On October 23rd and 24th, SPICE hosted the 29th REIMEI and ERATO-SQR workshop. The organisers Junichi Ieda and Jairo Sinova brought together leading theorists and experimentalists to work on effects of the spin-orbit interaction and the coupling of the spin and lattice degrees of freedom in magnetic nanostructures.
Being an efficient spin current detector and generating so-called spin-orbit torques on proximity magnets, the spin Hall effect has moved into the mainstream of magnetism. The electrical and thermal actuation of the magnetization of insulators with extremely high quality factors of the magnetization dynamics has focused attention on the bosonic degrees of freedom in spintronics and the importance of the spin-lattice and spin-rotation couplings.
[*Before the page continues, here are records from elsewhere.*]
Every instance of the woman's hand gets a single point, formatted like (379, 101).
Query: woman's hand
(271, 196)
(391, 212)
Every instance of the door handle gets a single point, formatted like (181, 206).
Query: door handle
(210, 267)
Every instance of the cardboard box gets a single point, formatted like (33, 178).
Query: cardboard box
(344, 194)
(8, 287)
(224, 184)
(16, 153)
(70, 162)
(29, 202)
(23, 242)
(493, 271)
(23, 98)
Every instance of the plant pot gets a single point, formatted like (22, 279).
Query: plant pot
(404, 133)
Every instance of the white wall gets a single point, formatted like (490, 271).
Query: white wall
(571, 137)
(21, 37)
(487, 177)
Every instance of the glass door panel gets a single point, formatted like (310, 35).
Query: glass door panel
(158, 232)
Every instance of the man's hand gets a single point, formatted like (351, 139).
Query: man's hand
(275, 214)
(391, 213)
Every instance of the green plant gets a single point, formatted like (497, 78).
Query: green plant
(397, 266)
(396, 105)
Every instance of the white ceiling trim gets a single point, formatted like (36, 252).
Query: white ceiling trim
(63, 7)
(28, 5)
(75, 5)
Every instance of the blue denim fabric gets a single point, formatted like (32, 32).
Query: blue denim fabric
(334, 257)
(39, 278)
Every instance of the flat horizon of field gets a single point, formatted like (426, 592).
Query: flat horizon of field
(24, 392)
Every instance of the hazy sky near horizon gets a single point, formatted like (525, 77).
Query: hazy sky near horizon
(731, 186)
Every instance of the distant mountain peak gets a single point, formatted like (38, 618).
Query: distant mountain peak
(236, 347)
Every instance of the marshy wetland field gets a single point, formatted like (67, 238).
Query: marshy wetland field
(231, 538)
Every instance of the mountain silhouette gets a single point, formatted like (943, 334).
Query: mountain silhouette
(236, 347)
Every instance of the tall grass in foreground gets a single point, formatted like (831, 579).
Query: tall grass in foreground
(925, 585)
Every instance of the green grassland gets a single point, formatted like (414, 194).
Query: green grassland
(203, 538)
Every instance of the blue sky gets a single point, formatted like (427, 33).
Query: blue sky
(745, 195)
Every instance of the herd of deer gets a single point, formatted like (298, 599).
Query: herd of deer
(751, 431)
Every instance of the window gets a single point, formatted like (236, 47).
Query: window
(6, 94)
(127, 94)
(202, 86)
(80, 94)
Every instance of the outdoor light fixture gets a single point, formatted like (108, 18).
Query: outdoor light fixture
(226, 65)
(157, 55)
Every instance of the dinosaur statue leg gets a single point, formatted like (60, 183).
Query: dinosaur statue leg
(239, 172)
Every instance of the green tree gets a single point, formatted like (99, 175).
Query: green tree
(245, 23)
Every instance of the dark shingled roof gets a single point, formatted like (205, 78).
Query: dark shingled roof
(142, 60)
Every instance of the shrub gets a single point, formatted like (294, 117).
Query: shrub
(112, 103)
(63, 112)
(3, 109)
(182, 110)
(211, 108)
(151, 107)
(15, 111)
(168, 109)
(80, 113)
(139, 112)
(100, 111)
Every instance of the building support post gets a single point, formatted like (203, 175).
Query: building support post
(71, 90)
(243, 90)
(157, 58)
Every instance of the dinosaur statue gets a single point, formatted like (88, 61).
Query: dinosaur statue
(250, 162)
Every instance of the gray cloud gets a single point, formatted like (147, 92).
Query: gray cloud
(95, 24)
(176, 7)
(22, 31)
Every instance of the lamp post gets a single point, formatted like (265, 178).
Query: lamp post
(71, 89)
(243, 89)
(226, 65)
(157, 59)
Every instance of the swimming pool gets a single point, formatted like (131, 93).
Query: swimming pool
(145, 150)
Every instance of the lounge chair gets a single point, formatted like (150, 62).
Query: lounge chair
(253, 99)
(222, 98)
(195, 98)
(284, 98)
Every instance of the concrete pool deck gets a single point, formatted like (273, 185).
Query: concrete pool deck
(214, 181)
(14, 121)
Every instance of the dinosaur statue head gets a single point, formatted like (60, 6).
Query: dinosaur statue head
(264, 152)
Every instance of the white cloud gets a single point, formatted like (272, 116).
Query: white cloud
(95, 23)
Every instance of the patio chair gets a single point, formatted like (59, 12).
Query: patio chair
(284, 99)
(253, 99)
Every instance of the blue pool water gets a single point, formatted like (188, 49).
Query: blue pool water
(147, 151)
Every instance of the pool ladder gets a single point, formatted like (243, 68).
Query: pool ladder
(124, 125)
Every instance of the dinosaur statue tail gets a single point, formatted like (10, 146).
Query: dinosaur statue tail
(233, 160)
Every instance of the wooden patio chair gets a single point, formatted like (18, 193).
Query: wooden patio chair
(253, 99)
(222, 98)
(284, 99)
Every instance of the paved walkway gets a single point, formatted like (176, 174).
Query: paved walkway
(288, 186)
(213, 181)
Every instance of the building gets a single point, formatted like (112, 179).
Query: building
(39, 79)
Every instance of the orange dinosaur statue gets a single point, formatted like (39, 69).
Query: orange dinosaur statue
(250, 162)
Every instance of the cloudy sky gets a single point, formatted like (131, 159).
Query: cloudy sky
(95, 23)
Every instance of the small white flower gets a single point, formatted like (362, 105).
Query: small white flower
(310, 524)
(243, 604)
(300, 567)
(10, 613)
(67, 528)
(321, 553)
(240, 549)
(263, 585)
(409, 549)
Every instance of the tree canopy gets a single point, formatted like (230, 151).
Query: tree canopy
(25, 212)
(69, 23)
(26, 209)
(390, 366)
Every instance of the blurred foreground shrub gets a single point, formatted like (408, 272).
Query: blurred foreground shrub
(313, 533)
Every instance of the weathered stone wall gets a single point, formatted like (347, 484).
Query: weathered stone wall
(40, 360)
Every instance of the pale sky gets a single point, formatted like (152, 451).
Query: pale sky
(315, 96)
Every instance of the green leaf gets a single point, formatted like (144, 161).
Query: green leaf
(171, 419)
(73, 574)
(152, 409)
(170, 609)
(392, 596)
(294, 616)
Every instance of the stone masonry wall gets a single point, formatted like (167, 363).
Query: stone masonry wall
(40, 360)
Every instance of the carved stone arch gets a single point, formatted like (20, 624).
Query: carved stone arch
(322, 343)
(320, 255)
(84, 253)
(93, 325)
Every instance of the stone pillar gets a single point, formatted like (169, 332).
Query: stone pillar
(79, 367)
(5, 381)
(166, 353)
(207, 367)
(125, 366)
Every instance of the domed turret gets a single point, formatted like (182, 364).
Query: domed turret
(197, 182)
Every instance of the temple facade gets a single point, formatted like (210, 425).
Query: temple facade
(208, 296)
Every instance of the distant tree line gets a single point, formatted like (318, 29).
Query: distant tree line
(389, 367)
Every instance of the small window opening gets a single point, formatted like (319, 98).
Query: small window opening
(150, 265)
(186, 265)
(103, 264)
The scope of the workshop covered the topics:
The magnon-phonon interaction in a magnetic insulator (YIG) to better understand acoustically induced spin pumping and the spin Seebeck effect.
Materials with large spin-orbit interaction examined by combining density functional theory in the local density approximation with the quantum Monte Carlo technique.
The effects of spin-orbit interaction on the magnetization dynamics of ferro-, feri-, and antiferro-magnets and their heterostructures.
Thanks to an initiative of Denise and the help of our universally talented student assistant and Bavaria enthusiast Alex, SPICE and the INSPIRE group hosted their own Oktoberfest and likely the first Oktoberfest in the history of Spintronics. From the traditional Oktoberfest-Bier, an especially tasty brew that is only available during the Oktoberfest season to the appropriate Bavarian music and Weißwurst (white sausage), all the essentials had been organised. Thus it is not surprising that, even if neither binge drinking nor any dancing on the tables were observed (as customary at the original event), the ambiance was great. In the midst of a public which was just as international as the one in Munich, our guest Barry Zink had the opportunity to experience some German local colour.
On September 29th we had the pleasure to welcome Barry Zink from the Department of Physics and Astronomy at the University of Denver. He is an expert on micro- and nanofabrication techniques used to control and measure the thermal, magnetic and electronic properties of systems in order to study the fundamental physics of new materials. We thank Barry for an inspiring day of scientific exchange and a very interesting talk on Thermal Spin Injection in Non-Local Spin Valves, Spin Transport in Native FM-Oxides, and Large Spin Hall Angle in Gold Thin Films.